A doorway leads to a priest's chamber over the porch, sometimes incorrectly spoken of as the Cappers' Chapel. It is still used for the annual meeting of the Company, but is inaccessible to the public.

The next chapel eastwards is St. Thomas', belonging until 1629 to the Cappers' and Feltmakers' Company. In 1531 they were associated in its maintenance with the Woollen Cardmakers who had founded it in 1467 and had after declined in importance. Leland, as we have seen records also the decay of the Cappers' industry. A large eighteenth-century monument conceals the original doorway from the porch. The eastern part of the south aisle as far as the screen formed another chapel as the dilapidated piscina in the south wall shows. The organ is now placed in the first bay of the chancel aisle, the whole aisle having once formed the Mercers' Chapel.

THE SWILLINGTON TOMB.[ToList]

Where the altar once stood are now steps descending to the sacristies. On the right of the window is the statue of St. Michael brought hither from the tower (p. 32). The finely carved corbel on which it stands was discovered among rubbish in the recess below. Three altar tombs now stand against the south wall. The eastern has the recumbent effigies of Elizabeth Swillington and her two husbands. The inscription (translated) runs: "Pray for the soul of Elizabeth Swillington, widow, late the wife of Ralph Swillington, Attorney General of our Lord King Henry VIII, Recorder of the city of Coventry, formerly the wife of Thomas Essex Esq: which said Elizabeth died A.D. 15..." She died after 1543. The side and ends have arcaded panelling containing shields of arms. At the west end is a realistic representation of the Five Wounds. The effigy of Thomas Essex is in armour, that of the Recorder in official robe and chain. The head of each rests on a helmet, and the lady wears the "pedimental" headdress of Tudor fashion. The arcading is purely Renaissance in detail though the general treatment is mediæval. The figures are in dignified repose, wholly free from the later affectations of the Elizabethan school yet evidently individual portraits. The second tomb dates from 1640. The top is far too heavy for the little Ionic pilasters below.
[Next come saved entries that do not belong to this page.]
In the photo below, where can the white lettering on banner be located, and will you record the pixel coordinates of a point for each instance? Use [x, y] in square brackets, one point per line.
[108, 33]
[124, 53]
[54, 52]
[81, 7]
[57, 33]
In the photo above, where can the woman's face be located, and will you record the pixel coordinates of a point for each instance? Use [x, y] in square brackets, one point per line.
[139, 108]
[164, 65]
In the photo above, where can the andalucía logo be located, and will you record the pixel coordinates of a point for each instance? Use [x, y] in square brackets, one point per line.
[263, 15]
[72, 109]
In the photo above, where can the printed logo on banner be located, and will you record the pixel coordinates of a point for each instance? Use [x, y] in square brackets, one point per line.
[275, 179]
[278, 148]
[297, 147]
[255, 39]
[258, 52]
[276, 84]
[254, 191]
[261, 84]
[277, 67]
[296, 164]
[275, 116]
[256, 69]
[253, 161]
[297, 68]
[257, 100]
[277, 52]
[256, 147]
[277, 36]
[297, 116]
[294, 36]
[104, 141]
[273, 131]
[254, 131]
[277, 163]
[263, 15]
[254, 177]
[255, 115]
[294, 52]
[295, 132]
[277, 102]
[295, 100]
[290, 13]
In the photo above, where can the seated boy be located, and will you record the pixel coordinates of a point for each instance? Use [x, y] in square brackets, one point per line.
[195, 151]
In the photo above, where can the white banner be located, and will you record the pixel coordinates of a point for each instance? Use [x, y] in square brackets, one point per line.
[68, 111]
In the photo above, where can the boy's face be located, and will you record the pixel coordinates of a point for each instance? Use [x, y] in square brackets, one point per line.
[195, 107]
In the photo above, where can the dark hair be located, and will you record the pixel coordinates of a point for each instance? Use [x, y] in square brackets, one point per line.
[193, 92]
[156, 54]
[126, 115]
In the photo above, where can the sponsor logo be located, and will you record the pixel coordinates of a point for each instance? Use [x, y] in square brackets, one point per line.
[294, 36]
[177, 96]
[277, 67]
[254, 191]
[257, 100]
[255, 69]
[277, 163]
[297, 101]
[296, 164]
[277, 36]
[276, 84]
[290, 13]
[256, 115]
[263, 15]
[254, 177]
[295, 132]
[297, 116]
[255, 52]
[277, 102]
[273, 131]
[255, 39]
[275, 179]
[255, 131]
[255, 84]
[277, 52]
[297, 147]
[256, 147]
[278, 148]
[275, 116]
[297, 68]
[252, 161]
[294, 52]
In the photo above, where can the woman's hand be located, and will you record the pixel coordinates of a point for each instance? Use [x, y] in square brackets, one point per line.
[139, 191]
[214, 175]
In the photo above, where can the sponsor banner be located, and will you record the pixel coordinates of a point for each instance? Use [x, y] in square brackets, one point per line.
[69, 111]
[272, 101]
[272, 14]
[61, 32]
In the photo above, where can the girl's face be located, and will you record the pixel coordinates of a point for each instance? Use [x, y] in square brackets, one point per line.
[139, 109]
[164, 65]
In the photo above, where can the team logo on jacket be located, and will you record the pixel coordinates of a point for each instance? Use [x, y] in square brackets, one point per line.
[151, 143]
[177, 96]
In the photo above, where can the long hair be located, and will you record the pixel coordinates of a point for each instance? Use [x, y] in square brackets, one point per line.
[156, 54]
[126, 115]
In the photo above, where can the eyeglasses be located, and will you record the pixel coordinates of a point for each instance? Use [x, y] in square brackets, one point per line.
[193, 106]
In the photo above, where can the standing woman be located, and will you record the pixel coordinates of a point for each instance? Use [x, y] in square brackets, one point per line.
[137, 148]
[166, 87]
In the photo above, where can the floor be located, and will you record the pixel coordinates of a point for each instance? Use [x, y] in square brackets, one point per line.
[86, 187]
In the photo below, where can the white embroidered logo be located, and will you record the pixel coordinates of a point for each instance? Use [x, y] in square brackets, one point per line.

The third, traditionally called Wade's tomb, probably belongs to John Wayd, a Mercer, who lived in Coventry in 1557, but no inscription remains.

There are seven shields of arms on the side, nearly all defaced, a motto "Ryen saunce travayle," and nine images in low relief which present quaint studies of early sixteenth-century costume.

The matrices of brasses are still visible in several parts of the church. Sir James Harrington, writing in the reign of James I, tells a curious story of their loss:

The pavement of Coventry church is almost all tombstones, and some very ancient, but there came in a zealous fellow with a counterfeit commission, that for avoiding superstition, hath not left one pennyworth nor penny breadth of brass upon all the tombs, of all the inscriptions, which had been many and costly.